For regression models, the metric used was the root mean squared error (RMSE). Models were trained to generalized. With a regression prediction, finding the fastest horse from each race allowed us to obtain the accuracy (or precision) of predicting the top position and top 3 positions.

Feature Importance

The SHAP summary plot showed that lower values of a horse's recent ranks contributed to a higher probability of the horse finishing top. The quality of the jockey, as shown by his recent ranks, also play a big role in determinining if a horse will win.

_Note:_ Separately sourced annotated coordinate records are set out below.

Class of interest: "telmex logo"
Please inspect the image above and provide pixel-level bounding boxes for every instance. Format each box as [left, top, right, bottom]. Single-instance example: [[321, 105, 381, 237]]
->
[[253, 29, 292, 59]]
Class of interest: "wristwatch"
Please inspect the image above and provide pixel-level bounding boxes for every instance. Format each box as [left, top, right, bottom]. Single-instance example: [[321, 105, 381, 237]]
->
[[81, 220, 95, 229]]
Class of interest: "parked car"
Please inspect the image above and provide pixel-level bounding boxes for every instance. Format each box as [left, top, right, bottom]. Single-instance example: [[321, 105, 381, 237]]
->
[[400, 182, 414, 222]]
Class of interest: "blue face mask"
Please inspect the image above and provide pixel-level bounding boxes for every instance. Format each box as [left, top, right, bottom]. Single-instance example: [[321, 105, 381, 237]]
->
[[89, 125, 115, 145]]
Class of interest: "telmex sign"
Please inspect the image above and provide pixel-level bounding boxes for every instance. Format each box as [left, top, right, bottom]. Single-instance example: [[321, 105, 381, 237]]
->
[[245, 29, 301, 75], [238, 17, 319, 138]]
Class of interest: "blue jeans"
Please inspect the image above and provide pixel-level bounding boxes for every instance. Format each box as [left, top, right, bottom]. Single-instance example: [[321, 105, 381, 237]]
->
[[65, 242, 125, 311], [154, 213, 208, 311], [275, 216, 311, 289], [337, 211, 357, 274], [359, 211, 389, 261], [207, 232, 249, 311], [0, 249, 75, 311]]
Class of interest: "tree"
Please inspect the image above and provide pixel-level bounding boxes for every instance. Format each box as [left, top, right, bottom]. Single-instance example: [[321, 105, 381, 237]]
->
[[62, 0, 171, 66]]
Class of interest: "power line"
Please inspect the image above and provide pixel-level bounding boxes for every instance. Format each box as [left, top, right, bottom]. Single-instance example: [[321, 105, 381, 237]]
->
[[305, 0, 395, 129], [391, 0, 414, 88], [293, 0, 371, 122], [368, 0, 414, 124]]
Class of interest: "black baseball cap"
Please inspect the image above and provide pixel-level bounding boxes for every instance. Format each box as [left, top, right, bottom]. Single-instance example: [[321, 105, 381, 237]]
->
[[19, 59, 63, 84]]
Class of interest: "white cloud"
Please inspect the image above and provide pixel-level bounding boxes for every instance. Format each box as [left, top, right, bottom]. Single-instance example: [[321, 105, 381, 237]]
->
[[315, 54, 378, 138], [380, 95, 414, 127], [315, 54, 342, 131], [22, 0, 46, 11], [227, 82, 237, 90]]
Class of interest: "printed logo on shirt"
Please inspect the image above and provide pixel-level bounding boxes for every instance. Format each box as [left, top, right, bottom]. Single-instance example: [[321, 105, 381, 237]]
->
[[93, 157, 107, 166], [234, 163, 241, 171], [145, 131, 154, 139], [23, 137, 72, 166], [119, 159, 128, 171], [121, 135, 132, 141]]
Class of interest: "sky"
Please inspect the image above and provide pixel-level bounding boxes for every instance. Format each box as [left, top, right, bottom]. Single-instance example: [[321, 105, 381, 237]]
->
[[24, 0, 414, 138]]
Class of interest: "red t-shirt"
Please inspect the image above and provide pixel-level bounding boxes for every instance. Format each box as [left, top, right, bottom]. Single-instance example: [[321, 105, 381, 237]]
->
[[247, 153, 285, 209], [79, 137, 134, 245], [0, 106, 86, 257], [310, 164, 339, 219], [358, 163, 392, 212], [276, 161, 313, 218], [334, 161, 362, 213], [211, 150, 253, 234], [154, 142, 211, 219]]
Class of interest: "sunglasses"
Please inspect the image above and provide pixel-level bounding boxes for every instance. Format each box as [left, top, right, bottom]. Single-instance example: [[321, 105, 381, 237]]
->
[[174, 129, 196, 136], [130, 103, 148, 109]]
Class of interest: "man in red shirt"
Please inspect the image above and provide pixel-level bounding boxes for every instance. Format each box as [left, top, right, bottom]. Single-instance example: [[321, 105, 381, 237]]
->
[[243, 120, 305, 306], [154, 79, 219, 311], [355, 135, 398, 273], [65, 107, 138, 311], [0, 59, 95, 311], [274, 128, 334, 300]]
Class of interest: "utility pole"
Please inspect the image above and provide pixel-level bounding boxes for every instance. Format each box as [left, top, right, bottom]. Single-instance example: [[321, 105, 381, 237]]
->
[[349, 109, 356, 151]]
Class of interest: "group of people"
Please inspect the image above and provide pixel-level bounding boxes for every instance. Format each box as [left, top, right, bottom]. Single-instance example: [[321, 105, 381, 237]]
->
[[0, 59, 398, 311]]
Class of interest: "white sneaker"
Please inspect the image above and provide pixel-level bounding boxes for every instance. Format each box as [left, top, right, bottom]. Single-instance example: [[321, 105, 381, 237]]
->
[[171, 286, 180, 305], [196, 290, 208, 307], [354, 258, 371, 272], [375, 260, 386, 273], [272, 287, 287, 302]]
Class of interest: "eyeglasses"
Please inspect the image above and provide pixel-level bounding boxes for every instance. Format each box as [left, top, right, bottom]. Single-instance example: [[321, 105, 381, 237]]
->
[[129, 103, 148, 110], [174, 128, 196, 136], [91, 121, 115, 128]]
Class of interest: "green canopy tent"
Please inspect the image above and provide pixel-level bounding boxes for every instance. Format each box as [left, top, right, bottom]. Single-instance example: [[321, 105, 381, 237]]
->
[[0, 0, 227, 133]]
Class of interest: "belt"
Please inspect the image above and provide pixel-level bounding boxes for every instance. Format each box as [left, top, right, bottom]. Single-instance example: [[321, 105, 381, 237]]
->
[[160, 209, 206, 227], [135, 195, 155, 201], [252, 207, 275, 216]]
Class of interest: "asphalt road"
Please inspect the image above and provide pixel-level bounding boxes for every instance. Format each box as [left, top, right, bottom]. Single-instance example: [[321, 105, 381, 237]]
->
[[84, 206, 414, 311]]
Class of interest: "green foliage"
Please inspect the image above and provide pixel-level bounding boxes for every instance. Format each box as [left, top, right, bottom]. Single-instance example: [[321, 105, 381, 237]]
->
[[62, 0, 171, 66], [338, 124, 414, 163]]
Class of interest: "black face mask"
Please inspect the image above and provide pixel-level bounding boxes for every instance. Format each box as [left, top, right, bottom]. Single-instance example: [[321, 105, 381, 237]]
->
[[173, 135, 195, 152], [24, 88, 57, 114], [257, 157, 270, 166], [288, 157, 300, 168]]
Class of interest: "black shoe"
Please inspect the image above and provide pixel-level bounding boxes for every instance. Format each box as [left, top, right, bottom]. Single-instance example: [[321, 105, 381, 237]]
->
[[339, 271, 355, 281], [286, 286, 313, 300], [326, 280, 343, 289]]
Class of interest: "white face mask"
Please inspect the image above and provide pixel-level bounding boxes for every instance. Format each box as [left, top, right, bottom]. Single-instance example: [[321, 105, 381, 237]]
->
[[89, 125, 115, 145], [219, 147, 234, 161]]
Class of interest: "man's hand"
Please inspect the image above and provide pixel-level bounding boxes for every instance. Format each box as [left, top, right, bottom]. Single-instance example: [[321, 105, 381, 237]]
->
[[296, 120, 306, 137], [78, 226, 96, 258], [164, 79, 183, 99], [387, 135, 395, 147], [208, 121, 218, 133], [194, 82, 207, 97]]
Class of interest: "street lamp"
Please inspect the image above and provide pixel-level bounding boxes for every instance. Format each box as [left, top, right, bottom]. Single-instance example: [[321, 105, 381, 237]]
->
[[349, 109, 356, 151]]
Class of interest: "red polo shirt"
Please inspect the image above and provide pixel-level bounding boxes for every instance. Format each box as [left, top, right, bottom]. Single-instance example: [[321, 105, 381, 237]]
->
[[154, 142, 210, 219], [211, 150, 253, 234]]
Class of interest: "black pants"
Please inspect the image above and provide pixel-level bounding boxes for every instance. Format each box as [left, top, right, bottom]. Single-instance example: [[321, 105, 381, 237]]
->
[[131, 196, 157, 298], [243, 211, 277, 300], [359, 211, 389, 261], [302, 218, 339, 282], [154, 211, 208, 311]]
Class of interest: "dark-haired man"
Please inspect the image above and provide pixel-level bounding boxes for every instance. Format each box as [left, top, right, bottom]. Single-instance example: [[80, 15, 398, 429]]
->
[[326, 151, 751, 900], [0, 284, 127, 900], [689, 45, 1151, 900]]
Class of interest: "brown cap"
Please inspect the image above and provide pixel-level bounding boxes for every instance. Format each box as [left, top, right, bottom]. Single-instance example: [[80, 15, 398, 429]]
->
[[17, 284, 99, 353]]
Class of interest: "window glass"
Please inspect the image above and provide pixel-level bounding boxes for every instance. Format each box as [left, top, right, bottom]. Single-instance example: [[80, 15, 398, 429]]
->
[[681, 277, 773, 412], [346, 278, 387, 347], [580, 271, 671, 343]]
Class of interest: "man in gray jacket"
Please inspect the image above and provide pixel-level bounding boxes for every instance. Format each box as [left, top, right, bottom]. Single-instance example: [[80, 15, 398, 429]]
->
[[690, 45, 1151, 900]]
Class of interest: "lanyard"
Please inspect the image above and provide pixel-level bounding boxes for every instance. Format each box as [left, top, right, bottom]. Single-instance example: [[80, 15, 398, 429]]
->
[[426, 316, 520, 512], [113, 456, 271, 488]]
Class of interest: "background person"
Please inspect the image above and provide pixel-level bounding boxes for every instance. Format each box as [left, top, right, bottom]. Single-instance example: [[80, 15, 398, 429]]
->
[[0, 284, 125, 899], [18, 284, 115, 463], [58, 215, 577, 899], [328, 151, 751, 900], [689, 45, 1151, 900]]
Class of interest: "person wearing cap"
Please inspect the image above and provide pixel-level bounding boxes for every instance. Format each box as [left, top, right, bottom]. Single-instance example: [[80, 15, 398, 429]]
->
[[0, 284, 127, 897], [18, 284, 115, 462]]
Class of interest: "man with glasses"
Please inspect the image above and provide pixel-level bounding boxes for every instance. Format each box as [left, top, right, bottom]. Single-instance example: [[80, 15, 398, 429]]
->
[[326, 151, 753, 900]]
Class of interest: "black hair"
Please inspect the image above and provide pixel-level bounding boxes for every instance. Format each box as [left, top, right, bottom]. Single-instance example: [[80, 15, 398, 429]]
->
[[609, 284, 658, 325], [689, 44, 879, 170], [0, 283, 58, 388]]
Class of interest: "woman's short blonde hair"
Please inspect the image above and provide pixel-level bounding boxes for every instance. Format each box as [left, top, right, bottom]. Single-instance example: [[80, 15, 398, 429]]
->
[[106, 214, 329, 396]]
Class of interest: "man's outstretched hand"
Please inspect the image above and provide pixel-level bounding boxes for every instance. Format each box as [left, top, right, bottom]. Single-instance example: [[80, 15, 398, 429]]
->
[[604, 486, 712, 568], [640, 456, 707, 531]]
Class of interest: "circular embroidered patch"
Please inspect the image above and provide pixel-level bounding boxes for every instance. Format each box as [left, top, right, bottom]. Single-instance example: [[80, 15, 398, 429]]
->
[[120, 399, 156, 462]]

In the backtesting phase, we ran our model predictions through different strategies, and found that 7 out of 8 models actually returned a positive value. In the notebook, we ran a few strategies, but the simplest ones were:

  1. Bet $1 when model that predicted a horse will win the top position
  2. Bet $1 on the horse that model predicted with the fastest time during a race

A summary of the backtesting results when ran on these two strategies are shown below.

Model Money Bets Made
SMOTE + RF 375.2 743
Random Forest Classifier 268.1 68
Logistic Regression 23.0 32
Gaussian Naive Bayes 10.7 177
Ridge Regression 360.4 480
LGBM 307.3 617
KNN Regression 237.6 480
Random Forest Regressor -48.1 542

Data Dictionary

There are two datasets obtained from Kaggle, courtesy of the Hong Kong Jocket Club. The first is the related to the horse and the the second is related to the race. Both of these tables can be joined on the race_id column.

Columns Description
finishing_position The rank of the horse. (E.g. the horse with finishing_position 1 is the first to finish)
horse_number The number for the horse in the specific race. (Note that the same horse may have different numbers in different races)
horse_name English name of the horse
horse_id ID of the horse. (The ID for a horse is unique in all the races)
jockey The one who rides the horse in the race. (A jockey can ride different horses in the races)
trainer The one who trains the horse. (Multiple horses from a trainer can appear in the same race)
actual_weight The extra weight that a horse carries in the race. (The horses with better performances in the previous races will carry extra weights to make the race more competitive)
declared_horse_weight The weight of the horse on date of the race.
draw The position of the horse at the starting point. The inner positions are usually advantageous and correspond to smaller draw numbers.
length_behind_winner The length behind the winner at the finish line. The unit is “horse length”.
running_position_i The rank of the horse at the i-th timing point. (The running position will be “NA” if the total distance of the race is short and the horses do not cross the particular timing point)
finish_time The total time from the starting point to the finish line. The unit is in seconds.
win_odds The multiplier of the amount you bet to be received if you win. THe odds are usually determined automatically by the total money bet on each horse.
race_id The ID of the race for this entry. The race_id is consistent in the two data files.
race_distance The race distance in metres for each race

Recommendations

  • Backtesting results were good, but I cannot be sure if they are reflective of real life horse racing.
  • One of the drawbacks of the backtesting is that the races were all treated as if on the same starting ground. In reality, results from a race would have to be updated into the model, for retraining, to predict the results of the next race. Due to time constraints, we have simplified the problem and saved ourselves time and effort to retrain the model multiple times.
  • I treated one row of data as one sample. I perhaps should have treated all rows of a unique race as one sample as we want to see which horse can win relative to its race opponents.
  • I am unable to make a prediction if the horse is new and has not raced before.
  • Try out more complicated models to see how they fare?

Conclusion

Overall, we were able to get a good result from the models and backtesting. Most of the models and strategies, though simplistic, allowed us to "profit" over the course of 2,000 races. I am convinced that using one of these statistical models would give us an edge over the average punter, but of course I would have to test this out in real life to prove it!